Over the 20 years I have been flying I’ve seen things getting gradually harder. More PPR.

Firstly, most visibly, Greece has largely been taken over by Fraport who have jacked up costs some 5x to 10×. This is still OK for the rare trip down there but only the really determined will do it, and it pretty well kills local GA down there, restricting it to a small number of airports. The avgas situation looked like improving, with LGIO getting both avgas and customs, but it has now lost avgas.

Then we have Spain, which saw a major collapse around 15 years ago (the EU money running out, I guess). Lots of PPR…

Then Italy, where something similar has happened.

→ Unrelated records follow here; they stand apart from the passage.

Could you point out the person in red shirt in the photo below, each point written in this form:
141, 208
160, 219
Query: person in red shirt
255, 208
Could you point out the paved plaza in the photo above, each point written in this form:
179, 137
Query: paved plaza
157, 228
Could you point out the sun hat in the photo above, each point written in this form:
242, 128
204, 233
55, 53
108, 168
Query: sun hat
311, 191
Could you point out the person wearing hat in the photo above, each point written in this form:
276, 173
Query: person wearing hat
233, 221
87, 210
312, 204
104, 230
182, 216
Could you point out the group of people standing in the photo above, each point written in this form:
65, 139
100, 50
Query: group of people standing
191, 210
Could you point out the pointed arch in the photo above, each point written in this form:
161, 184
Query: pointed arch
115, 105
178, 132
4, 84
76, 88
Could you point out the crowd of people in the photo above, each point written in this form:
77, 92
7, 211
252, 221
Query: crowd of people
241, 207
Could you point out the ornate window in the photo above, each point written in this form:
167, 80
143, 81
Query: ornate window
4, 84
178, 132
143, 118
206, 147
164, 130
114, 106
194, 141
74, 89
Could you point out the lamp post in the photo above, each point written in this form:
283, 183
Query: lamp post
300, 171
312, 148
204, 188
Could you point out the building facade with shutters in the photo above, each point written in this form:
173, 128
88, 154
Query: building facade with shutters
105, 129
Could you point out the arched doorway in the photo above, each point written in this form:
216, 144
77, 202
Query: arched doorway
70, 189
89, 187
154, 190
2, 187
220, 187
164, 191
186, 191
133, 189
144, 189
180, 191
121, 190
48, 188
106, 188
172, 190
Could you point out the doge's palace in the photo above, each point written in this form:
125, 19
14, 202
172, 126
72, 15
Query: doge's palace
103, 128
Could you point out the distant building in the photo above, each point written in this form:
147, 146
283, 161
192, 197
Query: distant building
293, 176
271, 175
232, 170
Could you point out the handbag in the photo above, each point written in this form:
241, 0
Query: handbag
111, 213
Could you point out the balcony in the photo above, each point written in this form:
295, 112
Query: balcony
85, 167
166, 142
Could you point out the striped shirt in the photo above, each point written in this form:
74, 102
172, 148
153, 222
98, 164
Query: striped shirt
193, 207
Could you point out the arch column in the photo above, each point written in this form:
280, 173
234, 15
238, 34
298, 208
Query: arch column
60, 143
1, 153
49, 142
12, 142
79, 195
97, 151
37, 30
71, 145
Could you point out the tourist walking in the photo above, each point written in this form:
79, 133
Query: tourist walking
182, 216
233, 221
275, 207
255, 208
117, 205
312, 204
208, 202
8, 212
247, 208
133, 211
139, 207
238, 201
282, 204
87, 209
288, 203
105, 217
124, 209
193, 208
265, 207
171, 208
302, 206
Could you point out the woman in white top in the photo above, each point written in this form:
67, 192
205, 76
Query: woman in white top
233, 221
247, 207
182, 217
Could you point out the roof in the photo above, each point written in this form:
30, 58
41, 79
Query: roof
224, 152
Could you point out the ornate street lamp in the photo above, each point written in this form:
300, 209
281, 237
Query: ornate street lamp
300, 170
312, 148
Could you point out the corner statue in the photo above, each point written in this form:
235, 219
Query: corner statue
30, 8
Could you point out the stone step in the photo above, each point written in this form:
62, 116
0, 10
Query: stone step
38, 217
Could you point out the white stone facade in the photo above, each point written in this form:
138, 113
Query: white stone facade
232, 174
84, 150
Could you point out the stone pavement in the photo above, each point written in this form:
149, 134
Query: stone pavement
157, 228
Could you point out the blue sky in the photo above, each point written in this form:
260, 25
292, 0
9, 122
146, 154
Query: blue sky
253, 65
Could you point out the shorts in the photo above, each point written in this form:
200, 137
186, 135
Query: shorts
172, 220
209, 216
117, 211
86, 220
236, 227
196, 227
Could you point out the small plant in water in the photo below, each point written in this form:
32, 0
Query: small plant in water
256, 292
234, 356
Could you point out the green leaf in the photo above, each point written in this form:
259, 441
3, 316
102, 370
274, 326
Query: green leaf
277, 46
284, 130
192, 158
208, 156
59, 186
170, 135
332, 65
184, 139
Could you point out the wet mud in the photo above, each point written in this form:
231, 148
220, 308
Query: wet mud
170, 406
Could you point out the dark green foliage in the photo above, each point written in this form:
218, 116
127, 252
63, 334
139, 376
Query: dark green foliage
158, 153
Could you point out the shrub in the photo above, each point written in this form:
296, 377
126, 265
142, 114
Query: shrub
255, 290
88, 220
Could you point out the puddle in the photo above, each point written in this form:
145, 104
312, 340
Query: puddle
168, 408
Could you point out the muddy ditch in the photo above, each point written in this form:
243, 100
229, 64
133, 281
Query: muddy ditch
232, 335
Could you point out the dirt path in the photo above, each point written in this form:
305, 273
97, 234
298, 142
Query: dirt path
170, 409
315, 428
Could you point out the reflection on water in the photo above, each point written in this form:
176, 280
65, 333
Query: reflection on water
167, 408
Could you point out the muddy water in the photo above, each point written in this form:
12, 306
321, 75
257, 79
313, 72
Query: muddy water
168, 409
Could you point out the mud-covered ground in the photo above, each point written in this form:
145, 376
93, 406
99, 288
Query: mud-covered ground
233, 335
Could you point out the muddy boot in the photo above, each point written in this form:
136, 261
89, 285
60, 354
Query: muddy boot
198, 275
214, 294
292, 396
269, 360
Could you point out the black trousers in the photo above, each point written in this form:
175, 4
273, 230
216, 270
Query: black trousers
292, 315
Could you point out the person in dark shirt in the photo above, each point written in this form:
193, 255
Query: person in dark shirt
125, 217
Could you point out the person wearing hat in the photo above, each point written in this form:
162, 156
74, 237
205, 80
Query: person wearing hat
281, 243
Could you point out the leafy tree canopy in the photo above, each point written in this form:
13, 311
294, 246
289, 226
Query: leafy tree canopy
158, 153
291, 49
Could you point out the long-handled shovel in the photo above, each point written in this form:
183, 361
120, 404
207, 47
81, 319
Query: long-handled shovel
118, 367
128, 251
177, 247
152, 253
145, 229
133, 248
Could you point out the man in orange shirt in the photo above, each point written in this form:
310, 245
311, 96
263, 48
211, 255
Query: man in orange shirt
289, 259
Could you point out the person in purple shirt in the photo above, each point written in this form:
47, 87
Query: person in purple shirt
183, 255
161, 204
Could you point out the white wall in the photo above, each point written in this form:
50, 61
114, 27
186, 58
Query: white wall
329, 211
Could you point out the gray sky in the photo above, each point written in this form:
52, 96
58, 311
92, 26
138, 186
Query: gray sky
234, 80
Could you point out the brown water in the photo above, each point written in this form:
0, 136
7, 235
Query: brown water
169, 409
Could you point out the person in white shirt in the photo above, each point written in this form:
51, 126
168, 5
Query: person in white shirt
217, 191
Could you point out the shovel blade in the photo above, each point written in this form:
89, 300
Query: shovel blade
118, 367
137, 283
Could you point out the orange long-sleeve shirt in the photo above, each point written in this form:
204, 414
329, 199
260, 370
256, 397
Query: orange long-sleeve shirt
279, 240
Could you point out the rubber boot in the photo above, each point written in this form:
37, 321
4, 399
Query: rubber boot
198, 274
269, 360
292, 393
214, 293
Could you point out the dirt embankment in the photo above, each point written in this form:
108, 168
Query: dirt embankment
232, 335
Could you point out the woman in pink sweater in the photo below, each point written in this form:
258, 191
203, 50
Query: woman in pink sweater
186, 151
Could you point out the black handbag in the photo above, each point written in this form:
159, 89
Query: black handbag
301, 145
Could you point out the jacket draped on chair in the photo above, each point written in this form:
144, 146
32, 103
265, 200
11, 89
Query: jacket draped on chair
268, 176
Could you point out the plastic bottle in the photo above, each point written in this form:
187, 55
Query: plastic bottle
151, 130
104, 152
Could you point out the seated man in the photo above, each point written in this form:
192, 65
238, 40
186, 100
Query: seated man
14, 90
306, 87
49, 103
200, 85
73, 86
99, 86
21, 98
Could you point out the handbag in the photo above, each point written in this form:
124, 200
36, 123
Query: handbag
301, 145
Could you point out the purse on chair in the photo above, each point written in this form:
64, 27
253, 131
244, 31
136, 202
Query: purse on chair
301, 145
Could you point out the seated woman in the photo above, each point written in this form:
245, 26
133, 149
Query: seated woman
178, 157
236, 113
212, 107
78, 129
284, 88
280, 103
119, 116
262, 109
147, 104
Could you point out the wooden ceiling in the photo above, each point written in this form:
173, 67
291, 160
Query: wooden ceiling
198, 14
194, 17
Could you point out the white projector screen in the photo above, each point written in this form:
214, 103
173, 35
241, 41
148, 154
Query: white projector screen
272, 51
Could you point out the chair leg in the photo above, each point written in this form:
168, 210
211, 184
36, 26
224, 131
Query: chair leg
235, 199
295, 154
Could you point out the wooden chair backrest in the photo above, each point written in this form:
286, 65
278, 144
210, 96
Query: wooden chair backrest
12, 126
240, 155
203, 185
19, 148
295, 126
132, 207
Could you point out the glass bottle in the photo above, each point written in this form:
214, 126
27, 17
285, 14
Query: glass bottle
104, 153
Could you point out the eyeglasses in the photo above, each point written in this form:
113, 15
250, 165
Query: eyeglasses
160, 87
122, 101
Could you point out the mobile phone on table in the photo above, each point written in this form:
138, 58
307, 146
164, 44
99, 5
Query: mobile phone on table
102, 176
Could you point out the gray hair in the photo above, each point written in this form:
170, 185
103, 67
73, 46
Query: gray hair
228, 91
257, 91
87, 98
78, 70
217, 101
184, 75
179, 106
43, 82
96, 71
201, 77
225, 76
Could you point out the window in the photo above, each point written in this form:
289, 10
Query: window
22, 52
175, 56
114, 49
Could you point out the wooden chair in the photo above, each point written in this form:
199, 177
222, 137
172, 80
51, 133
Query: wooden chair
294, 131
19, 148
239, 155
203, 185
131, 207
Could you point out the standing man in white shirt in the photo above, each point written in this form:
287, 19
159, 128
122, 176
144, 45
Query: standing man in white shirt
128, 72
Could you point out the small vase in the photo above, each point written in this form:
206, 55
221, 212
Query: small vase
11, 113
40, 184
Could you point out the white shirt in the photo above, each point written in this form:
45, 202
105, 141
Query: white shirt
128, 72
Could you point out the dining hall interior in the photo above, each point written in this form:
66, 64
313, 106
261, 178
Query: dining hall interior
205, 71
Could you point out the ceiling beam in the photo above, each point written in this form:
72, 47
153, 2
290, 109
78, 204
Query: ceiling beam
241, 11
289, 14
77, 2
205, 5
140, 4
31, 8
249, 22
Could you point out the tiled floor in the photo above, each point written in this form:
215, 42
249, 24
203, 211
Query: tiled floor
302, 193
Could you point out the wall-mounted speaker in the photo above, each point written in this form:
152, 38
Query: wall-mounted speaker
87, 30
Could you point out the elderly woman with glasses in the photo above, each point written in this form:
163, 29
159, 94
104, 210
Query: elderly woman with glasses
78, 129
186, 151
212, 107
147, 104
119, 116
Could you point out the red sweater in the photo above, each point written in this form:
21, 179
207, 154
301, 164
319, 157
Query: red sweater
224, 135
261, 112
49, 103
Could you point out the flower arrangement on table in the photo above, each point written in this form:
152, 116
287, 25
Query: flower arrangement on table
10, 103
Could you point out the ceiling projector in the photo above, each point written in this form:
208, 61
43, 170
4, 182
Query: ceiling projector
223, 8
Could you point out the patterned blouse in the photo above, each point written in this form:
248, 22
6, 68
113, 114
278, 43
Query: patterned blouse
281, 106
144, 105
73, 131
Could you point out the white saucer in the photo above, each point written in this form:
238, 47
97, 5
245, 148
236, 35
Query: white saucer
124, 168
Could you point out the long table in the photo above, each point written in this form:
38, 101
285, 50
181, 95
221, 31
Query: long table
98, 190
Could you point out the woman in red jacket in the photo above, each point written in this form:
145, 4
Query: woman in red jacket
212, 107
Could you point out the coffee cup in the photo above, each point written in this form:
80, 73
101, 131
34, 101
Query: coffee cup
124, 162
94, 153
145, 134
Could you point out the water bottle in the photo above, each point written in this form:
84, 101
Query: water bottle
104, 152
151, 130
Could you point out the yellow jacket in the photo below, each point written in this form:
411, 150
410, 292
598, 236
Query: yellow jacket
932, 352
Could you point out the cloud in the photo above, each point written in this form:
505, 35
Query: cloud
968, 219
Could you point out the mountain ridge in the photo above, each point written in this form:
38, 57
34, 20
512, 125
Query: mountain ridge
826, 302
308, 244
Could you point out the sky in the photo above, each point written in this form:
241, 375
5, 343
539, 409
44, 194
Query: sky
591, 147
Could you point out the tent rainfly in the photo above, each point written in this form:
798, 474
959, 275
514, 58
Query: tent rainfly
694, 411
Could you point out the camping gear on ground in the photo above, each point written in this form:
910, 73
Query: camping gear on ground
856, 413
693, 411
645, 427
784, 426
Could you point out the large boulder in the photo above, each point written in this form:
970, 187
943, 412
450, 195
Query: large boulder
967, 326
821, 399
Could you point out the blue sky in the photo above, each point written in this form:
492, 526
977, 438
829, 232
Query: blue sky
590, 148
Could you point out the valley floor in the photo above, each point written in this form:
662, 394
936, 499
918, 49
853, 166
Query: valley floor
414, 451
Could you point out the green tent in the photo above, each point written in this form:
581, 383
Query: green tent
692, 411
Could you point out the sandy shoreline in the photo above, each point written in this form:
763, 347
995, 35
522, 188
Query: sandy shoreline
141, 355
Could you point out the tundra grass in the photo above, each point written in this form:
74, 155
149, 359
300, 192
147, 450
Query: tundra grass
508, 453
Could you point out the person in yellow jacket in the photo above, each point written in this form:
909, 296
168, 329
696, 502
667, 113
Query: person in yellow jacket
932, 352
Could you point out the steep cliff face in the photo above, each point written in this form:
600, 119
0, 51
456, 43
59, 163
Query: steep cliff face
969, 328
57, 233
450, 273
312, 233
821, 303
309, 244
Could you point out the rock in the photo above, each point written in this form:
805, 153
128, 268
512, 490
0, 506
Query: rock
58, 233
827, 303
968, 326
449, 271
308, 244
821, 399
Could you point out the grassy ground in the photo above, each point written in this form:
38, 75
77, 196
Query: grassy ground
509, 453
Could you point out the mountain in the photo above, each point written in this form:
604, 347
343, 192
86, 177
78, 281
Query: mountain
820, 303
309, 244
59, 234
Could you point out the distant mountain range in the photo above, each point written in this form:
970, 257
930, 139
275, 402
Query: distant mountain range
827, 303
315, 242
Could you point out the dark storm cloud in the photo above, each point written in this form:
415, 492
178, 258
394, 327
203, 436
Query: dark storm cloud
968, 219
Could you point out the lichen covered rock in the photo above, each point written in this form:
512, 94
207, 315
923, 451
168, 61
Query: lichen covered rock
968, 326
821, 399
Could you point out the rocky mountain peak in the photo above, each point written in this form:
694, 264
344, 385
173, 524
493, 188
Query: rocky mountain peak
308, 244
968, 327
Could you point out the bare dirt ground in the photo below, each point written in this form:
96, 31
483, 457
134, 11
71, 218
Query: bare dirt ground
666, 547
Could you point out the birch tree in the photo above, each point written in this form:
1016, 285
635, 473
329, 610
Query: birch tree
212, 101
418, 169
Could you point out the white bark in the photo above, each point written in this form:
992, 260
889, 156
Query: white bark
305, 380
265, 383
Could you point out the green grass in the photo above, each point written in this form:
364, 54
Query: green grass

I’ve just read a long and really negative writeup on one domestic site, by a long time “total enthusiast” of Italy, who years ago would never say a negative word about it and would never let anyone else do so, now basically writing off the whole place, except for a few well managed friendly airports like Bolzano, Aosta, Elba… Maybe @Nuccio has a closer view of what’s happening?

Spain and Italy have seen a big move to ultralights, which operate off the main airport network, between strips. Here is a great writeup.

Croatia remains up there and GA activity has grown, due to friendly well managed airports and great scenic value. EuroGA is well known down there and has been a big influence in bringing more traffic, to Mali Losinj and Brac especially. Well, Dubrovnik is getting a bit expensive… though still 1/3 of Fraport levels. We are planning a fly-in to Sicily in Sep 2021 and I guess most people will fly there via Croatia

And Slovenia is still good, with LJPZ being a great example.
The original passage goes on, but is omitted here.